LB freed a hand to press the push-to-talk on his unit radio. “Juggler, Juggler. Lima Bravo.”

“Go, LB.”

“Leaving the village now. Came for two. Bringing back five.”

A pause, then, “Typical. Roger.”

The cot slowed them on the path. LB grew breathless headed down from the village, just as he’d been going up. The old man and two women arrived first at the copter. They waited outside the reach of the idling HH-60’s slowly turning blades.

The four men carried the cot close to the copter’s open door, easing the boy down. Quincy and Jamie hurried to tend to the women and the old man, who looked to have taken his longest walk in years. The father and teacher intercepted the two PJs.

Wally stepped to LB, lips pursed and skeptical, eyes masked by his reflecting shades.

“Where we gonna put ’em?”

Wally was right to
ask. There wasn’t room in the HH-60’s bay for the five-man PJ team plus this whole Afghan family.
Pedro 1
had dumped only enough fuel to evacuate the father and son. The two women and the old man were unexpected, another four hundred pounds of load at eleven thousand feet. The chopper couldn’t spill fuel while on the ground. The purge valve was located right below the jet engines. If the exhaust didn’t ignite the fuel puddled in the dirt, static electricity from the whirling propellers probably would. A fuel dump had to be done in the air. The alternative was a fireball.

Wally cocked his head. “You ever think things through before you do them?”

Wally motioned for the chopper’s engineer to hand down the Stokes litter. Reaching to his vest, Wally flicked the comm switch to
Pedro 2
’s frequency. The copter flew a bone pattern, a slow oval above the valley miles off. Framed between peaks, the storm line crept closer.


Pedro 2
,
Pedro 2
, Hallmark.”

When the copter answered, Wally informed the pilot to come in for a pickup. Dump five hundred pounds first.
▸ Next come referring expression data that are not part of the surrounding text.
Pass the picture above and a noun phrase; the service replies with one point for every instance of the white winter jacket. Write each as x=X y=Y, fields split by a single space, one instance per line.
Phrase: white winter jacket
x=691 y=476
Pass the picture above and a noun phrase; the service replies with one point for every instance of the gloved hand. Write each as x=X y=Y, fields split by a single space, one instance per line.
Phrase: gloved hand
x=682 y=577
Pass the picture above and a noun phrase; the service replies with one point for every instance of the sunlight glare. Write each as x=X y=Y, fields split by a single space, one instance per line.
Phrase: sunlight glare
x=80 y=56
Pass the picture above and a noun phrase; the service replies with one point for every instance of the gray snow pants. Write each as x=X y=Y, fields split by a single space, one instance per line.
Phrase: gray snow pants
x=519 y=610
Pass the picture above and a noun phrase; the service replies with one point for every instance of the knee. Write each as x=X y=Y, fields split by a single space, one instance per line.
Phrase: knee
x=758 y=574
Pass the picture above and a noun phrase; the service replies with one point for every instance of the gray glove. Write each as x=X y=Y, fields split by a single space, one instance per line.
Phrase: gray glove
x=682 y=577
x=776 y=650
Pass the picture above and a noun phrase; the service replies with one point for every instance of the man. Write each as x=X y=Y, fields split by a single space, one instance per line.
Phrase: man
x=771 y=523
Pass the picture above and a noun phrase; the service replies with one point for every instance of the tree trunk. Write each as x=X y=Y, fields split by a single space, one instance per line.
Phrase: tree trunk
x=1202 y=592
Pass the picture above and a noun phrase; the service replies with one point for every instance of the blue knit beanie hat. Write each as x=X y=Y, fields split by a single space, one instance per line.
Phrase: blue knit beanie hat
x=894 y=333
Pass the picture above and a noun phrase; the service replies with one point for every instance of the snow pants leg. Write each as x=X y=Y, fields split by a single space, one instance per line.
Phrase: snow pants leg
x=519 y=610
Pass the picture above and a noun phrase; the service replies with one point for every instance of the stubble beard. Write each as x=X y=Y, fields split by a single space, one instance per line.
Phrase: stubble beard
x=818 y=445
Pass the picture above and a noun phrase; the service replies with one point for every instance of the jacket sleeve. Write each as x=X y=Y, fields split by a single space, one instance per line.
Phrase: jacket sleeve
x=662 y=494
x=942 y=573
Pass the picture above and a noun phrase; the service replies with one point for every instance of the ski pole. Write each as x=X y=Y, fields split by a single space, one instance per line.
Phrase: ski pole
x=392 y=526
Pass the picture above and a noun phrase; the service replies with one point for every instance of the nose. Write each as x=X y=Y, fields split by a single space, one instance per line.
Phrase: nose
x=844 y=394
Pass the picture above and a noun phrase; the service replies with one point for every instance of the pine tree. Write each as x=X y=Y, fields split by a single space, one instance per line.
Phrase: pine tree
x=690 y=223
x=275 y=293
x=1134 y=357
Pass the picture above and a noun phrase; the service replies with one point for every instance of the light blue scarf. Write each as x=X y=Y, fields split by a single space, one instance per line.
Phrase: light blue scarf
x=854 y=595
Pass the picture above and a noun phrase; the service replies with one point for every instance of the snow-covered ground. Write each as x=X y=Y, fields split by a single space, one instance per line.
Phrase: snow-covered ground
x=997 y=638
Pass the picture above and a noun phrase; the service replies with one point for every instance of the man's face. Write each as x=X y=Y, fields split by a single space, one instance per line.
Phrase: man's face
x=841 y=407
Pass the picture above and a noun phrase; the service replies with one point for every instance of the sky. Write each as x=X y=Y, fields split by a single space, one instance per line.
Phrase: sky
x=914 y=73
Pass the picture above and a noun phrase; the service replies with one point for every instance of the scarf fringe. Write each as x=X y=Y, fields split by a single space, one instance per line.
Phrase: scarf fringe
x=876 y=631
He turned to LB. “All right. Let’s load your folks up. Me and Quincy’ll wait for
Pedro 2
. These are your patients, LB. You go with them.”
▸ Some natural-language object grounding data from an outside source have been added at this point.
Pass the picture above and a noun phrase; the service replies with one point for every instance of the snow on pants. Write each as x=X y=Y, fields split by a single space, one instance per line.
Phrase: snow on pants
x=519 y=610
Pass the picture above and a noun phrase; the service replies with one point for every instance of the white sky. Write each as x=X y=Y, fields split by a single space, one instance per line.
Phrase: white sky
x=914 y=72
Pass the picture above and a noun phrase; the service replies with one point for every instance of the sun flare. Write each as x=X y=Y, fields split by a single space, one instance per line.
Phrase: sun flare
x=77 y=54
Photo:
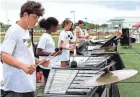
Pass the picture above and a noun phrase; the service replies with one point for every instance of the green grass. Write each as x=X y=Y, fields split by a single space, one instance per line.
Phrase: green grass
x=131 y=61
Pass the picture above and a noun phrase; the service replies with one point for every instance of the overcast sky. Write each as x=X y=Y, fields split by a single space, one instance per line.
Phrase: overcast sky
x=97 y=11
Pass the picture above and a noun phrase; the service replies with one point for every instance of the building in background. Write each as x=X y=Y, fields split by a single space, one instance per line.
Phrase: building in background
x=123 y=22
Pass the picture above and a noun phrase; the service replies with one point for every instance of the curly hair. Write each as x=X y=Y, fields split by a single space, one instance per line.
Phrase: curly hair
x=32 y=7
x=66 y=22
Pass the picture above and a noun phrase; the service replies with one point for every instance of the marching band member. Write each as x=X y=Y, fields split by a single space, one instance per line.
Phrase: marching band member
x=18 y=59
x=46 y=45
x=64 y=43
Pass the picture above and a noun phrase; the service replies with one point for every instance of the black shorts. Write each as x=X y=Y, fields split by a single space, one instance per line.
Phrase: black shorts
x=38 y=68
x=46 y=72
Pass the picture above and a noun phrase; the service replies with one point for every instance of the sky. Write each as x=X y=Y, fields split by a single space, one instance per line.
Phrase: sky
x=93 y=11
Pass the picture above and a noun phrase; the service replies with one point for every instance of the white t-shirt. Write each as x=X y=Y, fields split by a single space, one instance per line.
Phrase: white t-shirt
x=65 y=53
x=47 y=43
x=18 y=43
x=1 y=71
x=80 y=32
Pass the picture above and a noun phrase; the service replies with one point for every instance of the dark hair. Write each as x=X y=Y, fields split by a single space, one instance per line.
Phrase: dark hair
x=48 y=23
x=71 y=29
x=66 y=22
x=32 y=7
x=88 y=28
x=80 y=22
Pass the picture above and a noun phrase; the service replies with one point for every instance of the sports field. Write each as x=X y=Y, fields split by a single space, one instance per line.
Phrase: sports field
x=131 y=58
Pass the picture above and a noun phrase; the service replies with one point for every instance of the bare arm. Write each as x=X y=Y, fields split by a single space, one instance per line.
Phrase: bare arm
x=10 y=60
x=61 y=45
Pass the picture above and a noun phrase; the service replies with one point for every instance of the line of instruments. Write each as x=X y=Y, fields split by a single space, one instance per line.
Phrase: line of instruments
x=92 y=73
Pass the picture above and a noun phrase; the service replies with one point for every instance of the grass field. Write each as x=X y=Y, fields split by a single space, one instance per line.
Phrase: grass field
x=129 y=87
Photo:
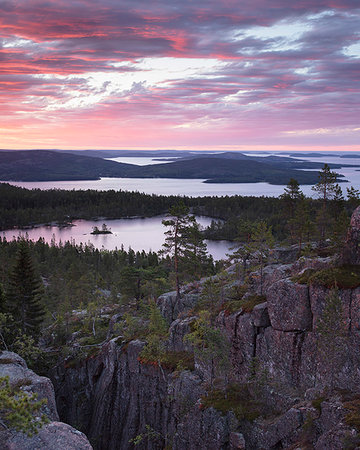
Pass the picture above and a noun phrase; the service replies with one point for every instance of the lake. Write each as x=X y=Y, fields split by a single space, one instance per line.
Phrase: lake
x=194 y=187
x=138 y=233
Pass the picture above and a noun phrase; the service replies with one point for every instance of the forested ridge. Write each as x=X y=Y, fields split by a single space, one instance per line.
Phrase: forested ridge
x=20 y=207
x=230 y=167
x=65 y=304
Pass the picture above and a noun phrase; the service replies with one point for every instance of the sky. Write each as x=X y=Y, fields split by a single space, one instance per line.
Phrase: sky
x=180 y=74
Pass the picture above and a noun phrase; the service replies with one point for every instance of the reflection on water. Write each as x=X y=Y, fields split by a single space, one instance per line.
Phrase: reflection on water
x=138 y=233
x=195 y=187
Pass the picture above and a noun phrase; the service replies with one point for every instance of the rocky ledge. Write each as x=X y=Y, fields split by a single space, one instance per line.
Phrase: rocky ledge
x=52 y=436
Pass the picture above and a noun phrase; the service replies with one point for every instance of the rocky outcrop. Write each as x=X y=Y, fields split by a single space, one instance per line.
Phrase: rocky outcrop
x=351 y=251
x=116 y=398
x=277 y=347
x=52 y=436
x=171 y=307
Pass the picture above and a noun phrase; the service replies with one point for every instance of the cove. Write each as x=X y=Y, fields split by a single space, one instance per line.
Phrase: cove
x=138 y=233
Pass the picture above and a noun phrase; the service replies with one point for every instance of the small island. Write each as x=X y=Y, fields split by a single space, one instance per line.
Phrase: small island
x=104 y=230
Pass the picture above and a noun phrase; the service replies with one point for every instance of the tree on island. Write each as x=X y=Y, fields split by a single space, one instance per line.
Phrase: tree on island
x=183 y=242
x=326 y=189
x=104 y=229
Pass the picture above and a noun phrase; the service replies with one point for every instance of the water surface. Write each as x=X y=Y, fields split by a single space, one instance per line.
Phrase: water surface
x=138 y=233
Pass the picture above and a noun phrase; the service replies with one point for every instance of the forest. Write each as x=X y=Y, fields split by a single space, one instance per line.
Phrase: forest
x=62 y=302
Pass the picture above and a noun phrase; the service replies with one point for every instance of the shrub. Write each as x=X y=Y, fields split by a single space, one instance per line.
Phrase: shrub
x=342 y=277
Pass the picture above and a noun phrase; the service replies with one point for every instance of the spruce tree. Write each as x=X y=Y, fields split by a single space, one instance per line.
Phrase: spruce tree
x=23 y=296
x=177 y=238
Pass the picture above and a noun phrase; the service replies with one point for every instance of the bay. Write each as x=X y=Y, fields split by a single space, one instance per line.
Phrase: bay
x=195 y=187
x=138 y=233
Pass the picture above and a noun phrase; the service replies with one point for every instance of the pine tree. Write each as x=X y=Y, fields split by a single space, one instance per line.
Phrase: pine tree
x=292 y=197
x=177 y=238
x=326 y=190
x=195 y=255
x=23 y=295
x=259 y=247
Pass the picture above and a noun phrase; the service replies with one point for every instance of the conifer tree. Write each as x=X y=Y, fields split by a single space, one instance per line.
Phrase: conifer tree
x=326 y=189
x=292 y=197
x=23 y=296
x=177 y=238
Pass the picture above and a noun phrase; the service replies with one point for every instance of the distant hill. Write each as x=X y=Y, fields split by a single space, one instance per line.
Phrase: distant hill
x=227 y=171
x=43 y=165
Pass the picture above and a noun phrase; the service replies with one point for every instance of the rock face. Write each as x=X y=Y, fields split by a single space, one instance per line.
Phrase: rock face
x=115 y=398
x=54 y=435
x=351 y=252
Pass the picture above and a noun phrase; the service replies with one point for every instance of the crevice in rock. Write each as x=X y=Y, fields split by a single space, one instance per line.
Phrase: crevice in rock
x=350 y=310
x=311 y=312
x=296 y=357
LB loosed a sigh. That had been his exact plan, to wait with Quincy for
Pedro 2
. Wally had leaped to it before he could say anything.

This was vintage Wally. The man had a nose for credit, what would get him noticed and promoted from captain to major fastest. Staying on the ground in unfriendly territory to assist the evac of a local family would make a nice little act of selfless courage, good reading in the paperwork afterward. LB was a first sergeant, not bucking for more. PJs weren’t officers; CROs were. LB was going to stay a pararescueman. He wanted to wait for
Pedro 2
so he could
stretch out for the ride back, that was all. But now that Wally had laid claim to the second chopper, LB made a plan. He considered it a game, like chess, to thwart Wally. Not because the man wouldn’t make a respectable major. Wally was a stickler and too good-natured by half, but a fine officer. Wally had guts and skills. LB just liked opponents, and Wally so often made himself one.

Jamie and Quincy herded the family under
Pedro 1
’s accelerating prop. The pilots intended to take off the instant everyone was on board. Turbulence from the squall was already cascading down the mountains towering above Rubati Yar. The teacher stayed back with the village elders and others who’d gathered by the stream. They grabbed their hats as the winds from the storm and copter built.

The valley grew noisy as
Pedro 2
neared. High above,
Ringo 53
droned, circling. Both copters were going to need refueling soon.
Pedro 2
closed to a hundred yards from the stream and slowed, showing its belly, waiting for
Pedro 1
to clear.

Because the boy would be taken off the chopper first at Bagram, he needed to be loaded in last. LB pointed for the father to climb on. Jamie and Doc followed, to help the mother and pregnant daughter climb on. Concern for his two sick kids and the approaching storm had convinced the father to make an exception for these American soldiers touching his females. Last, Jamie lifted the old man into the bay by himself.

LB shouted, “Start strapping ’em in,” and Jamie and Doc began strapping gunner’s belts around the Afghans to anchor them to the floor.